OIST Staff Collaborate on RIKEN’s Training Program for New Graduate Employees

2026年4月6日、理化学研究所の和光本部棟において、「研究者の活動の内幕と背景を学ぶ」と題する新卒新入職員研修のワークショップが、OISTスタッフにより実施されました。

本ワークショップは、理化学研究所が「地域中核・特色ある研究大学強化促進事業(J-PEAKS)」の採択大学OISTの参画機関のひとつであることから、OISTの「大学職員向け勉強会」のプログラムをベースに提供されました。

OIST Staff Collaborate on RIKEN’s Training Program for New Graduate Employees

ワークショップの内容は、講義・グループディスカッション・個人ワークを段階的に組み合わせることで、理解 → 内省 → 自己定位へと自然に思考が深まるよう、緻密にデザインされ、OISTプロボスト補佐(研究関連調整担当)の島貫瑞樹がプレゼンターを、OIST人事ディビジョン・能力開発セクション・マネジャーの永井あゆみがファシリテーターを務めました。

島貫は、研究現場・制度設計・政策の接点を熟知した立場から、研究組織や研究者のキャリア、科学と技術、基礎研究と応用研究の関係、論文・査読・学会といった研究活動の内幕から、研究倫理・安全、研究資源と研究支援、科学技術政策といった研究活動の背景まで、わかり易く俯瞰して説明し、抽象論ではなく現実に即した構造的理解が得られる講義を提供しました。
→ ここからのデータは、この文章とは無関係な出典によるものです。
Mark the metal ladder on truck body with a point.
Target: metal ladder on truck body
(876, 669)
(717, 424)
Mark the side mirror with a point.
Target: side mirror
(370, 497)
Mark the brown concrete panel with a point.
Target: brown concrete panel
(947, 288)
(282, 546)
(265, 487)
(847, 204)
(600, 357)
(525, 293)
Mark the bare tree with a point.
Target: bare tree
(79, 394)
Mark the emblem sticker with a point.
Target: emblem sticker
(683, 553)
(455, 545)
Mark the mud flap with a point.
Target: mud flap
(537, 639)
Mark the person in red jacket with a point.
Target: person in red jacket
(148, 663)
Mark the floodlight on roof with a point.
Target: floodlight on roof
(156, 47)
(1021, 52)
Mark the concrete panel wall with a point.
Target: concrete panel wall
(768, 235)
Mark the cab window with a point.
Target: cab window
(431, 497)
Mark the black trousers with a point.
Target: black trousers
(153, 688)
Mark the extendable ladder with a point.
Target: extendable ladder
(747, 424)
また、永井は、コーチングの専門家として、参加者がそれぞれのトピックを自ら考え、言語化し、他者の視点と照らすプロセスを丁寧に支えました。この分業と協働により「情報量の多い講義に埋もれる」「価値観議論で終わる」などの失敗を避け、参加者の実務に結びつく深い納得感と主体性を引き出すワークショップの進行が実現しました。

参加者からは、研究を制度・組織・社会に支えられた営みとして理解できたこと、直接間接の研究支援職員として「研究機関の中での自分の立ち位置」を考え、研究者に寄り添った役割意識が明確になったこと、将来のキャリア像を主体的に考えるきっかけになったことなど、多くの前向きな声が寄せられました。また、理化学研究所の人事研修担当者からも、これまで所内に無かった内容の研修として、その効果が高く評価されました。

本ワークショップは、科学技術に対する理解増進を通して研究支援人材の基盤的能力を育成するユニークなプログラムとして、今後も改良を加えながら、学内および全国へ継続的に展開されます。